" Je ne sais plus si je raconte
ma vie ou celle d’un autre
à qui je parle souvent "
C’est avec ces mots que s’ouvre le nouveau recueil de poèmes en vers libres de Thierry Radière qui donne le ton sous l’aspect de voix multiples se répondant d’un moi à l’autre du poète. L’écriture, le partage d’histoires et d’émotions servent de lien vital à la création d’un mode de communication plus sensible. C’est à un exercice de présentification que nous invite le poète pour s’ouvrir à notre propre futur comme à l’actualité d’autrui. Pour laisser du silence à l’avenir.
Thierry Radière s’appuie sur son quotidien et ceux qui le partagent pour, avec les outils de l’imaginaire et de la mélancolie, questionner le monde et formuler ses réponses par l’opération de la poésie.
Très vite, au poème suivant, on y lit en guise d’explication de titre :
" il faudra bien du temps
de la solitude en barre
et des sourires forcés
pour se faire accepter. "
L’expression, la connaissance de soi et du monde mettent du temps. Est inconséquent à moins d’être génial le jeune poète qui croit accéder à cette compréhension rapidement, sans l’épreuve de la langue et de l’esseulement.
" grandir
c’est apprendre
à choisir sa gare
ou pas
si les terrains
sont vagues
et les destinations
à inventer "
Les emballements d’images, ces visions (qui) pointent des seins, tombent dans la verticalité du poème en produisant des effets délibérément comiques ou en délivrant de rares émotions.
" je n’aspire qu’à un peu
d’enchaînement au fil du
temps l’aiguille tendue
vers la glissade "
Entre immobilité et nuages, dans le flou des jours et des pensées, et les temps capricieux, délivrés des saisons, à travers sa route de mots et d’échos, Thierry Radière cherche et trouve le raccourci du silence.
Dans un des beaux poèmes du recueil, le poète avance en haïkus. Par petites touches, il dessine une avancée, aussi indécise que décisive. Il transforme les balafres de l’existence en notations brèves qui sont autant de tattoos sur la peau du temps.
Un court mais intense recueil qui, par le ravissement de ses expressions, en dit long sur l’existence et sur ce qui la précède ou l’accompagne : l’essence des jours, le sel de nos vies…
Depuis toujours, le poète a composé sa vie en vue de cette tâche noble et exigeante : écrire.

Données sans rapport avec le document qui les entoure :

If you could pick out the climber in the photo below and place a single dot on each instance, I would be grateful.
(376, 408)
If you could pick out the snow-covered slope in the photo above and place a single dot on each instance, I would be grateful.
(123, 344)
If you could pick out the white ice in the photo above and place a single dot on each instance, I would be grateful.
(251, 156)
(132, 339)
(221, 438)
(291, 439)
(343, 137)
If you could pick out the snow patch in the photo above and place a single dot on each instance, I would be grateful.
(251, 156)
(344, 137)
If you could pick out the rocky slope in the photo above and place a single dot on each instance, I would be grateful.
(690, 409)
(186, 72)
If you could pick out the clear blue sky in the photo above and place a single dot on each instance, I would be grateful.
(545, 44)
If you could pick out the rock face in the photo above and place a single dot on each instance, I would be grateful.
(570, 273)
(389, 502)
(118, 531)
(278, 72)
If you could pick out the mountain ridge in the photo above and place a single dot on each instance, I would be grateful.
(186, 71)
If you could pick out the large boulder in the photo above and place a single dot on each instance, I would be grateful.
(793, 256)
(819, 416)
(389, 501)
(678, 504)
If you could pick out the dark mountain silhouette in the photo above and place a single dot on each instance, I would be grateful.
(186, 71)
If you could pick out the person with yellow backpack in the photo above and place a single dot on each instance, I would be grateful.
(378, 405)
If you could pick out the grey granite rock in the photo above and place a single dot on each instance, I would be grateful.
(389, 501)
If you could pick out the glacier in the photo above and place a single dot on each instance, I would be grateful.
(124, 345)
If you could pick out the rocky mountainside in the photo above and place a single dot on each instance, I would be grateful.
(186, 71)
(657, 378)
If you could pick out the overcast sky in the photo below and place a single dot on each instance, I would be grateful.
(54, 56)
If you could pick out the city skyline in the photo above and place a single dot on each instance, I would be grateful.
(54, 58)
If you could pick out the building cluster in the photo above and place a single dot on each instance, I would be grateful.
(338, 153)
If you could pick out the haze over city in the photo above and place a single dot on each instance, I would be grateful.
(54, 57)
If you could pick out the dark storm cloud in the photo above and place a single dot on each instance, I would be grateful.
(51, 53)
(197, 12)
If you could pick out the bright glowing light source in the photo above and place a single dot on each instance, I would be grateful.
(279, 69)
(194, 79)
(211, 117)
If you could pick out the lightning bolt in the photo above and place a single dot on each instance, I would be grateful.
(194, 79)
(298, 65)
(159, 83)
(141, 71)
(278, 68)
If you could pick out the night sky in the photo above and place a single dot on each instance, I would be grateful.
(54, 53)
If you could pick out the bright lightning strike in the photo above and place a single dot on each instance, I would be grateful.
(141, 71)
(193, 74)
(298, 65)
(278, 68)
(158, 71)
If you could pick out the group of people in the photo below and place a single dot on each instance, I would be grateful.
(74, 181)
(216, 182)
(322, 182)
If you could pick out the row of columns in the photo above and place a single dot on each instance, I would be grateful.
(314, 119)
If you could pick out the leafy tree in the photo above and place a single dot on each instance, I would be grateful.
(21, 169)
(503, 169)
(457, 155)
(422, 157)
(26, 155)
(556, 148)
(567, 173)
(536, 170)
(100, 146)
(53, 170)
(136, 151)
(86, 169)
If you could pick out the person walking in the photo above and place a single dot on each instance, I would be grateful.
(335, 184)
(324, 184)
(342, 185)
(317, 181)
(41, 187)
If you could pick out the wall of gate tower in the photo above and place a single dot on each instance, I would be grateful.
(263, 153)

Et il nous fait don des images qui composent et éclairent son subtil univers.
" c’est ce que je voulais
qu’il me reste
écrire écrire que ça
n’en finisse pas
j’ai tout préparé
et je récupère le temps
perdu à croire qu’il
y aura des trouvailles
dans l’imaginaire "
Paru dans la stimulante collection "Polder" de chez Décharge/Gros textes.
Avec une belle préface de Jean-Christophe Belleveaux et une illustration de couverture de Valérie Mailland.